When travelers first arrive in a new place they are often enamored by its newness. This “honeymoon” stage lasts up to a few weeks, by which time most casual travelers have returned home. Soon however, travelers who stay longer, as missionaries and humanitarian workers often do, start to dislike much of what they recently found so quaint, and they want to go home. Effectiveness plunges. Eventually they become acclimatized to the new culture just as they do to the new climate. Their function will improve and they will return to a new baseline. Culture shock happens when returning home as well.


Part of providing successful humanitarian aid is keeping team members safe. We have discussed medical issues and important threats such as motor vehicle accidents, but there are other things to keep in mind.

  1. Make copies of all travel documents, including passport, visa, plane tickets, and insurance. Keep a copy on the trip and leave a copy at home.
  2. Get good medical insurance, including evacuation insurance.
  3. Keep your passport and identification with you at all times.
  4. Avoid drawing attention to yourself, either with obnoxious behavior, ostentatious displays of wealth or immodest clothing. Avoid alcohol and drugs. You are there to serve others, not to display yourself.
  5. Do not walk or travel alone. Go in teams of at least two.
  6. Be sensitive to others and to the local culture.
  7. Do not identify yourself with issues likely to be controversial. Don’t wear obviously American or military clothing, or anything that may cause offense locally.
  8. Do not violate the trust or the security of the long term staff you are working with.

Team Leaders

It is your job to make sure that every member of your team is as ready as they can be. Consider an example from World War II:

“Good doctors are useless without good discipline. More than half the battle against disease is fought not by doctors, but by regimental officers. It is they who see that the daily dose of mepacrine is taken, that shorts are never worn, that shirts are put on and sleeves turned down before sunset… I therefore had surprise checks of whole units, every man being examined. If the overall result was less than 95% positive, I sacked the commanding officer. I only had to sack three; by then the rest had got my meaning.” General Slim, Burma Campaign, WW II (under General Slim, the malaria rate in troops decreased from 12/1000 per day to 1/1000 per day.

While team leaders in missionary and humanitarian endeavors do not have the same control over their teams as generals during war, the principles still apply. Leaders must do everything possible to help those working with them to succeed in whatever mission they face. The ultimate responsibility remains with the individual, but the leader has a vital role to play. Make sure that everyone knows what your team’s mission is, and that your team members have the right equipment and supplies to accomplish that mission.

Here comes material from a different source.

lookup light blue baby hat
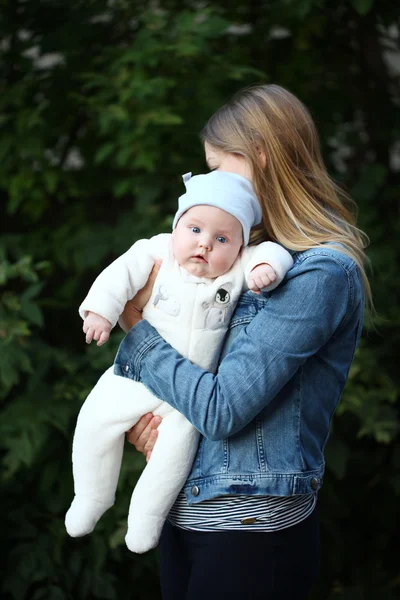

Leaders should ensure that a first aid kit is available for the team. This should include larger quantities of medication and supplies than individuals are likely to bring.

  1. Over the counter (OTC) pain medications such as aspirin, acetaminophen and ibuprofen – at least 100 tablets of each
  2. OTC diarrhea medications such as Imodium.
  3. OTC motion sickness medications such as meclizine.
  4. Three and four inch elastic (ACE) wraps to wrap injured knees, ankles, wrists, and elbows. Be sure that someone knows how to use them.
  5. A large box of Band-Aids.
  6. Extra water bottles with water filter and purification tablets (if in a remote location).
  7. Large bottles of sunscreen and insect repellant.


It may seem that there is too much to do. It may seem like much of this preparation is not necessary. Both statements are false. First, humanitarian and missions work is vital, there are so many people with so much need that people who can should go. Second, every part of the preparation noted above must be done. To do otherwise is to compromise the effectiveness of each individual, and each team, in doing this important work.